黎明第24章「教育」

『黎明』(葦原瑞穂・著、太陽出版)第24章「教育」より抜粋要約

◎昔から本当の教師は、決して手取り足取りして教えるようなことはしませんでした。なぜなら、何であれその人が自分で導き出したもの以外は、その人にとって真に役立つものとは成らないからです。従って教師にできる仕事というのは、生徒が自分自身で答を出せるように手助けをするぐらいのもので、このようにして生徒が答を出したときに初めて、教師も答を得ることができるのです。

◎学習の価値はあくまでも、それぞれの生徒が現在の到達点からどれだけ進歩したかに置くべきで、他人との比較は何の意味もないことを、生徒は勿論、親や教師のひとりひとりが徹底して理解していなければなりません。

◎大人が自分自身の人生さえ謳歌していないのに、子供に対してこうしなければならないとか、ああしてはならないとか説教したところで、その人のいうことが真実ではないことは即座に判ってしまいます。まず大人自身が愛に因って生きることが必要です。そして子供のひとつひとつの行為を否定的に見るのではなく、子供に内在する神性の展開を、絶対的に信頼して観守っていくことが何よりも大切です。

例えば保育園でお遊戯をしようというときに、ひとりだけ皆と一緒にやらない子供がいたとします。このようなとき教師はどのように対応するでしょうか。もしこの子供に対して、皆と一緒にお遊戯をさせるように仕向けるのが教育だと考えているのでしたら、その方は速やかに退職して頂くのが世の中のためです。

子供がお遊戯をしない理由は色々ありますが、本人が心の底からそのようにしたいと言う気持が起きないのに、優しくなだめたり厳しく叱ったりして、皆と同じことをするように強要すれば、自分を偽って周囲の状況に合せることを覚えてしまいます。これでは世渡りは上手くなっても、真の生き方からは遠ざけてしまうことになるのです。そして周囲から良く評価されることを、自分の本当の意志に優先させることを続けていると、次第に自分の本当の意志が判らなくなり、その人の人生における役割を果すことができなくなってしまいます。同時に潜在意識の中では、自分の本当の意志が表現できないままでいるわけですから、これは色々なストレスとなって目に見える部分に現われてくるようになります。
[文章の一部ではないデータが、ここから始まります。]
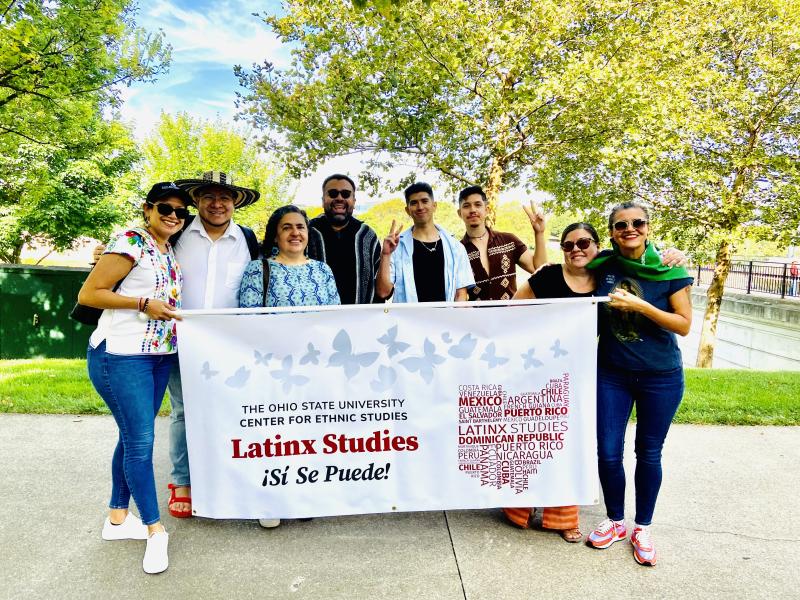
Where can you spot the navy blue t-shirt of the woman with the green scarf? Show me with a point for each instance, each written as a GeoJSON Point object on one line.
{"type": "Point", "coordinates": [629, 340]}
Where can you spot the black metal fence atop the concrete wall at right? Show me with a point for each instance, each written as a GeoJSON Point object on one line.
{"type": "Point", "coordinates": [753, 276]}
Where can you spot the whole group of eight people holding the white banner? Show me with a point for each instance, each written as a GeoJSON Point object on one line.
{"type": "Point", "coordinates": [176, 260]}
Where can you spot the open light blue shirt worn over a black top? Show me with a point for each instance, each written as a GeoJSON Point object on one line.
{"type": "Point", "coordinates": [457, 272]}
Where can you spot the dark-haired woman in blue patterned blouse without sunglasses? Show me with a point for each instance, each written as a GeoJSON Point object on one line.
{"type": "Point", "coordinates": [294, 279]}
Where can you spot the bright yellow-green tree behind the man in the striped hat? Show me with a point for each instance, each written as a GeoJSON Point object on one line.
{"type": "Point", "coordinates": [182, 147]}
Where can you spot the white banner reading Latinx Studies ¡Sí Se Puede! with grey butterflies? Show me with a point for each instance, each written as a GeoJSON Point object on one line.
{"type": "Point", "coordinates": [351, 410]}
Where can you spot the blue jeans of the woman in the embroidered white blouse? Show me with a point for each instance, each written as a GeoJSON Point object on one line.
{"type": "Point", "coordinates": [132, 385]}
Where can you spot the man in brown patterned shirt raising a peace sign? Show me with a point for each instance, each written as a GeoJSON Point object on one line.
{"type": "Point", "coordinates": [494, 255]}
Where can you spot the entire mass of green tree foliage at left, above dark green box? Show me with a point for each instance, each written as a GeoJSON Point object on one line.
{"type": "Point", "coordinates": [64, 161]}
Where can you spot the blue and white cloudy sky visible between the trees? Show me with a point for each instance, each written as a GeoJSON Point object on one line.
{"type": "Point", "coordinates": [208, 38]}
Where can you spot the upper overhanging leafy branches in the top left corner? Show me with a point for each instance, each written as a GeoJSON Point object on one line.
{"type": "Point", "coordinates": [63, 63]}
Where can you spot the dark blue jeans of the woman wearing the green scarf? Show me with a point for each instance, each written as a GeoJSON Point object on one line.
{"type": "Point", "coordinates": [657, 396]}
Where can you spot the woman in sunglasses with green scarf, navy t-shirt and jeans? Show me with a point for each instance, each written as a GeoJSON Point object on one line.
{"type": "Point", "coordinates": [639, 363]}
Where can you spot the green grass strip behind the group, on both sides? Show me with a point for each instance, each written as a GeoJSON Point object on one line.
{"type": "Point", "coordinates": [722, 397]}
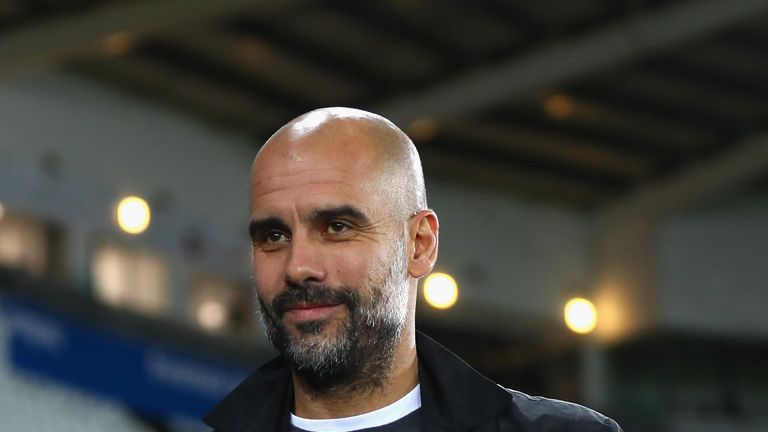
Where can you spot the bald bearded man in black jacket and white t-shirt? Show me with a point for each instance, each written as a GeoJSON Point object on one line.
{"type": "Point", "coordinates": [341, 234]}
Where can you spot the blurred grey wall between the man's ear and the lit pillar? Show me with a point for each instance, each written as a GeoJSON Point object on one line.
{"type": "Point", "coordinates": [510, 257]}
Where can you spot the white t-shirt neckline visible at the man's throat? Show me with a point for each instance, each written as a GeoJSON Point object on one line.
{"type": "Point", "coordinates": [382, 416]}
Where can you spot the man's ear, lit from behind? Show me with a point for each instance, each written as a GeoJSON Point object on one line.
{"type": "Point", "coordinates": [422, 248]}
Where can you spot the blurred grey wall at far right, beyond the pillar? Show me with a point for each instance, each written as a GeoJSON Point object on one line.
{"type": "Point", "coordinates": [713, 268]}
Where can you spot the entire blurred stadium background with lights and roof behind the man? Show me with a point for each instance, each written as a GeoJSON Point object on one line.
{"type": "Point", "coordinates": [613, 151]}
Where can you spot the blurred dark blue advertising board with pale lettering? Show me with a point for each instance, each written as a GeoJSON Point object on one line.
{"type": "Point", "coordinates": [150, 378]}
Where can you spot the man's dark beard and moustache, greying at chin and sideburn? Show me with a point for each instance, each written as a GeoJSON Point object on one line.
{"type": "Point", "coordinates": [358, 356]}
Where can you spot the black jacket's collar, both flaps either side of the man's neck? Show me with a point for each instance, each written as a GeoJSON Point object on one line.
{"type": "Point", "coordinates": [453, 395]}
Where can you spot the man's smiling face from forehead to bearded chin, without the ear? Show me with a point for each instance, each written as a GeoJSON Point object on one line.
{"type": "Point", "coordinates": [329, 257]}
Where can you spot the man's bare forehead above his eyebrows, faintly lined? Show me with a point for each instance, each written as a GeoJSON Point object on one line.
{"type": "Point", "coordinates": [308, 170]}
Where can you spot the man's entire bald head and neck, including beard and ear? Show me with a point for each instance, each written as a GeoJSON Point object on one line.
{"type": "Point", "coordinates": [363, 355]}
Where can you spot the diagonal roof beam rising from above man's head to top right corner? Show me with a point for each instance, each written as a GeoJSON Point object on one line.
{"type": "Point", "coordinates": [568, 59]}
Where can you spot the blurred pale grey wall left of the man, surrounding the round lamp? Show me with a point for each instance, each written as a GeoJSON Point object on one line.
{"type": "Point", "coordinates": [107, 144]}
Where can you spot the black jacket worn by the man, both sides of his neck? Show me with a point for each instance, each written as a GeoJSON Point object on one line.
{"type": "Point", "coordinates": [454, 397]}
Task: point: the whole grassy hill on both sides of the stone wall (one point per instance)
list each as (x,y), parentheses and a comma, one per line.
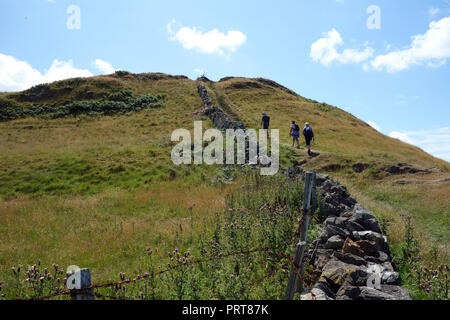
(94,186)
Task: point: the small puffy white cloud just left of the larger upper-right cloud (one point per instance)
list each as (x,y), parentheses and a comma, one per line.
(324,50)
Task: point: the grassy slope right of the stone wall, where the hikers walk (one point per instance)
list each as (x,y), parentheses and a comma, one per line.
(343,139)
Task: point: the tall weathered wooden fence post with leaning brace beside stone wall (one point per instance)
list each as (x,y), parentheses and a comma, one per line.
(294,284)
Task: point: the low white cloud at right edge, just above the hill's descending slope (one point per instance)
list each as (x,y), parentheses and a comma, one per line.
(433,141)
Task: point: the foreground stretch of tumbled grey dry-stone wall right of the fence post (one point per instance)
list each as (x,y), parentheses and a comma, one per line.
(350,259)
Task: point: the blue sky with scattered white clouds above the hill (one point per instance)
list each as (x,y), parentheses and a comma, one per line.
(385,61)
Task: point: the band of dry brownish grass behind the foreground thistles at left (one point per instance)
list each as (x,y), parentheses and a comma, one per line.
(107,231)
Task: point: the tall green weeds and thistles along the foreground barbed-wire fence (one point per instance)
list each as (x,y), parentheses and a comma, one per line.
(263,214)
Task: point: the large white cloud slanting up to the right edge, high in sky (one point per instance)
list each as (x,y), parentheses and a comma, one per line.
(432,48)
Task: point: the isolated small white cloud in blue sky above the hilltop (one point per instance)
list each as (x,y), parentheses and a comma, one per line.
(211,42)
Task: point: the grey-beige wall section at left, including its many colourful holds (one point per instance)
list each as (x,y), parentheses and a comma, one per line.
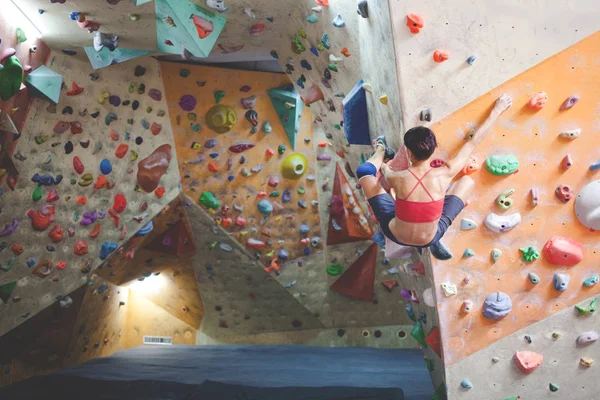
(93,170)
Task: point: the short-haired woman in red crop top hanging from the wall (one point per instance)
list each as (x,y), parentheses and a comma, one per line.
(420,207)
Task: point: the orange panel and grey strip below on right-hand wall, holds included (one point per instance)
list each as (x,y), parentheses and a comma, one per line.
(525,247)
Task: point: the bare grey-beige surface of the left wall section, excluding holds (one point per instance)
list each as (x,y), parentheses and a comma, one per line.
(54,156)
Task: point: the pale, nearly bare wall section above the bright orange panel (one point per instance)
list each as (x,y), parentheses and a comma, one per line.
(503,38)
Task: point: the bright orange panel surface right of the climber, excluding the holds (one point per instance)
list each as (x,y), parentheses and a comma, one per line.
(533,137)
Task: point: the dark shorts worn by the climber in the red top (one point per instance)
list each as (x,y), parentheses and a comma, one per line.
(384,208)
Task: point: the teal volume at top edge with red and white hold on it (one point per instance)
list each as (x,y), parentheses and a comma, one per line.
(181,24)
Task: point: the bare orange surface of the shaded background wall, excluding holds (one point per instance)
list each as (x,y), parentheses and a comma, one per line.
(196,178)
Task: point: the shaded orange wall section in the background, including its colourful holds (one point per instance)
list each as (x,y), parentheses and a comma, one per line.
(236,169)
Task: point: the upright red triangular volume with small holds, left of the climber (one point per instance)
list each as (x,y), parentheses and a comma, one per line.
(345,226)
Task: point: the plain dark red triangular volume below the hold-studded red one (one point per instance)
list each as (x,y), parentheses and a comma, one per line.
(359,280)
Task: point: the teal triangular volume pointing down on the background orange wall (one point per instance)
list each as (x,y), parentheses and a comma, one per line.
(288,106)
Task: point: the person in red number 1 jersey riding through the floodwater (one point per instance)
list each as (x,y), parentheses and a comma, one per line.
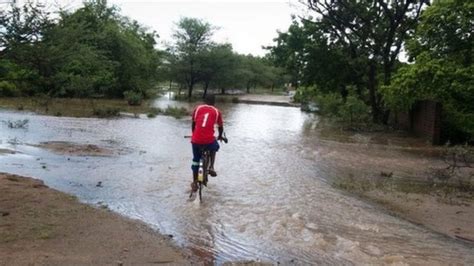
(205,117)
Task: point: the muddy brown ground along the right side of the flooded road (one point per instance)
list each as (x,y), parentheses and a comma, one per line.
(405,180)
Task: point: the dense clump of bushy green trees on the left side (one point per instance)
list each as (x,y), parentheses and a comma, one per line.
(91,52)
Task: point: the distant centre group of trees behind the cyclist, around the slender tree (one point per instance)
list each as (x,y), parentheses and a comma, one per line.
(195,59)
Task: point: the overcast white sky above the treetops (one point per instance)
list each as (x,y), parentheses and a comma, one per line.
(246,24)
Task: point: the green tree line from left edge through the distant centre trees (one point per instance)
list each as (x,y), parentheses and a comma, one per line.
(96,52)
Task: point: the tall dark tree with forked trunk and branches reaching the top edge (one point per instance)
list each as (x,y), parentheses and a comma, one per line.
(371,32)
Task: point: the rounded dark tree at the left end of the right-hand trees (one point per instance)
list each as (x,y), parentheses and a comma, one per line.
(307,54)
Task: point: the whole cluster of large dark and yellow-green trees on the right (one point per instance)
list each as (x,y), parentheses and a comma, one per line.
(353,50)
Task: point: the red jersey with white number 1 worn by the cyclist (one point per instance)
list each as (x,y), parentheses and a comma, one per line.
(205,117)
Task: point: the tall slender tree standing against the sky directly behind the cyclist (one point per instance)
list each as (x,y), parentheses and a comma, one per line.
(192,37)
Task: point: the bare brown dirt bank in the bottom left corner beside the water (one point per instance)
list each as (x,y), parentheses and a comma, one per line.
(39,225)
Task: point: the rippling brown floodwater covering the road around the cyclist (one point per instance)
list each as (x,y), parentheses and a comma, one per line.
(271,201)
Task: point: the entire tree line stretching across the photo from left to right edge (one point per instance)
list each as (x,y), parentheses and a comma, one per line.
(345,54)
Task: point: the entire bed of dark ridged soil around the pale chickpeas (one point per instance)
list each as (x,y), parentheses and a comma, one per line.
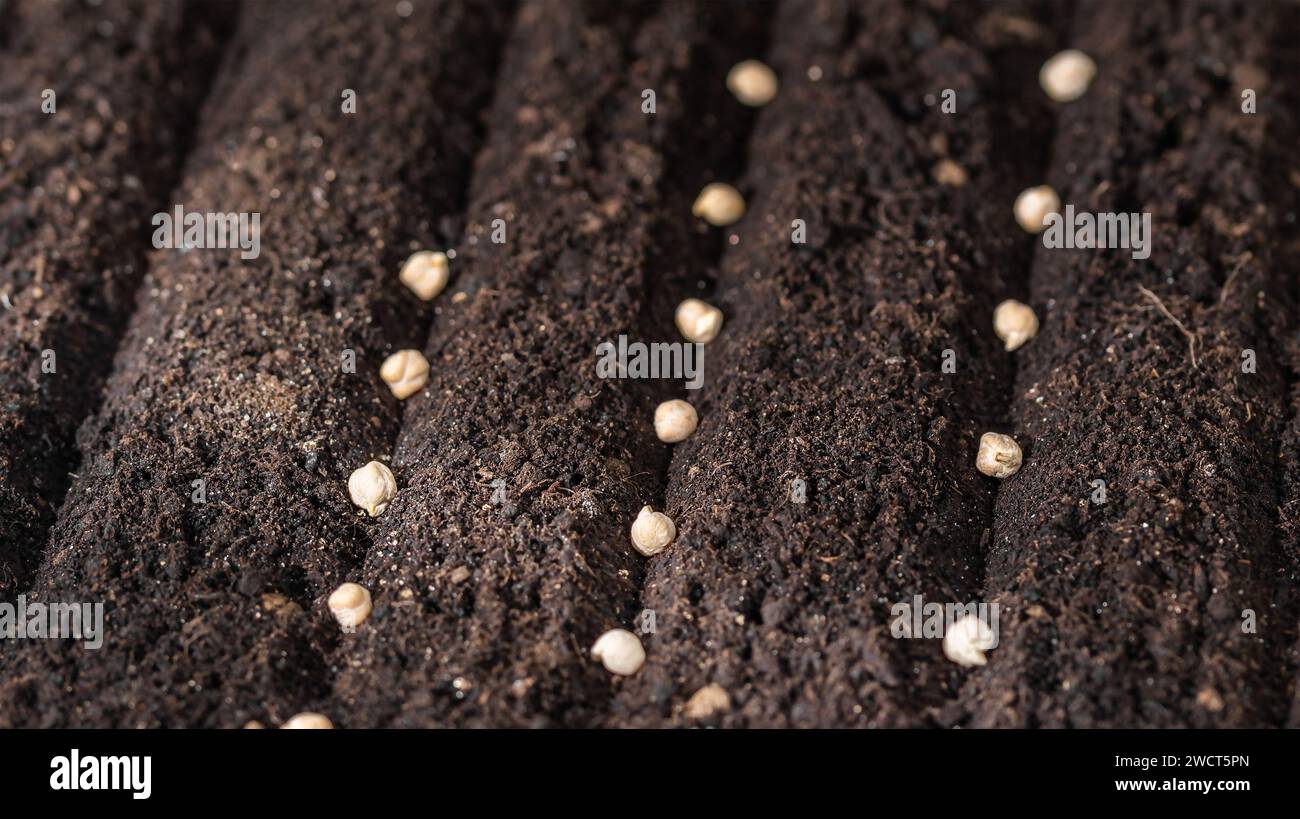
(506,552)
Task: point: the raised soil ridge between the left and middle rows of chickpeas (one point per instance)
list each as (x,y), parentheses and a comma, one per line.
(506,552)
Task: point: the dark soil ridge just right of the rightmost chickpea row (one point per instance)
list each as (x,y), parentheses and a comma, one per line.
(1133,556)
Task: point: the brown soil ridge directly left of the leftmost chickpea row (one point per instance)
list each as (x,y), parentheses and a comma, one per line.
(235,372)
教育は、子供達が人生上で出逢う様々な問題を、自分自身で解決していくことができるようになるための、手助けをするものでなくてはなりません。そのためには知識の伝達だけではなく、精神的方法について教えなければなりませんし、それが単なる知識に留まることなく、あらゆる状況において内在の智慧を発動できるようになるための、訓練を伴っているべきです。